Those who choose to lay down $15 to purchase the CD are in for a treat, which begins before cracking the cellophane covering the jewel case. This artistic journey begins with the cover art, a painting by San Antonio impressionist Robert Wilkens. The image of a bright, bold full moon amid saucer-like stars above a still pond below a lone oak tree is reminiscent of Vincent Van Gogh’s 1889 masterpiece, “The Starry Night.”

Wilkens, however, said the inspiration came from the grounds of Nicki Gibson’s property where Bell resides on C.R. 117 north of Floresville. He said that when listening to certain pieces of music, it is easy to envision colors. Listening to the music from the CD, Wilkens said he imagines the color blue, which is fitting for the musical genre and the title of the disc.
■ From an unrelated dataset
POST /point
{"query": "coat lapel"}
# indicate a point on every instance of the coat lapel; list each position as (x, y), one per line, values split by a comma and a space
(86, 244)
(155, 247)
For more information about Wilkens’ art, contact him at 210-260-1168 or robertwilkensco@sbcglobal.net.

With the CD open and playing, it is quite easy for the listener -- amid Bell’s powerful vocals and the captivating instrumentals -- to daydream of blues clubs seen in old black and white movies. Bell lists songstresses such as Bonnie Raitt, Aretha Franklin, Ella Fitzgerald, Janis Joplin, and Billie Holiday as her major influences, which is apparent in her vocal delivery that shifts fluidly from velvety smooth to razor sharp.

“You get a myriad of emotions,” said guitarist Michael Clancey. “She goes through every emotion in that album, from joy to desperation. We try to bring out the best that Laura has, the best songs for her voice. I believe this album is very credible.”

Clancey is among a group of Bell’s longtime friends who join her on the 51-minute auditory delight that is her first album.

The group adopted its name, “The Blue Aces,” based on a band that has backed Bell for decades, despite its members changing over time. At its foundation is bass player Michael Zeal of San Antonio. Zeal, who has been playing bass guitar since 1965, has played with and sung backup for such acts as “The Shirelles,” “The Diamonds,” and “The Coasters.” In addition to playing bass guitar on the album, he also plays the electric bass and the upright bass.

Clancey, a vocalist and guitarist, has played with Bell for at least 20 years in venues throughout the region. Along with Bell, Clancey chose the songs for the album and mapped them out for the other musicians.

Drummer Jerry Clayton also is the album’s engineer. The album was produced at his studio, Radio Dog Recordings in San Antonio.

“I’m really proud of the finished product,” Clayton said. “I think it accurately portrays Laura’s talent, documenting the great music Laura has been singing.”

On keyboard is RB Blackstone, who said he wrote his own tracks and recorded them separately from the rest of the band. Blackstone said he has worked with acts such as “Tower of Power,” Ricky Skaggs, and “Freedom Isn’t Free.”

Other band members include Will Owen Gage on lead guitar, Al Gomez on trumpet, and tenor saxophone players Henry Rivas and Albert Garcia.

Bell dedicates the CD to the memory of her brother, Bruce; she promised him that she would one day record an album. One of the moments that shaped her career followed a blood transfusion she received following a 1977 car crash, in which Bell contracted Hepatitis C. Despite the debilitating illness, she has managed to be the mother of a son and daughter, and is now the grandmother of two children.

“My career was taking off as a singer,” Bell said. “I was doing jazz primarily, Etta James and Ella Fitzgerald. It kind of fell through the cracks. Now I’m older and wiser and trying really hard to get it together.”

She pledges to work on a second album when given the all-clear by doctors when her chemotherapy is complete.

Tracks on the CD include Van Morrison songs “Moondance” and “Domino,” Isaac Hayes and David Porter’s “When Something is Wrong with My Baby,” Ella Fitzgerald’s “Round Midnight,” and the song Bell considers her signature -- Aretha Franklin’s “Do Right Woman, Do Right Man.”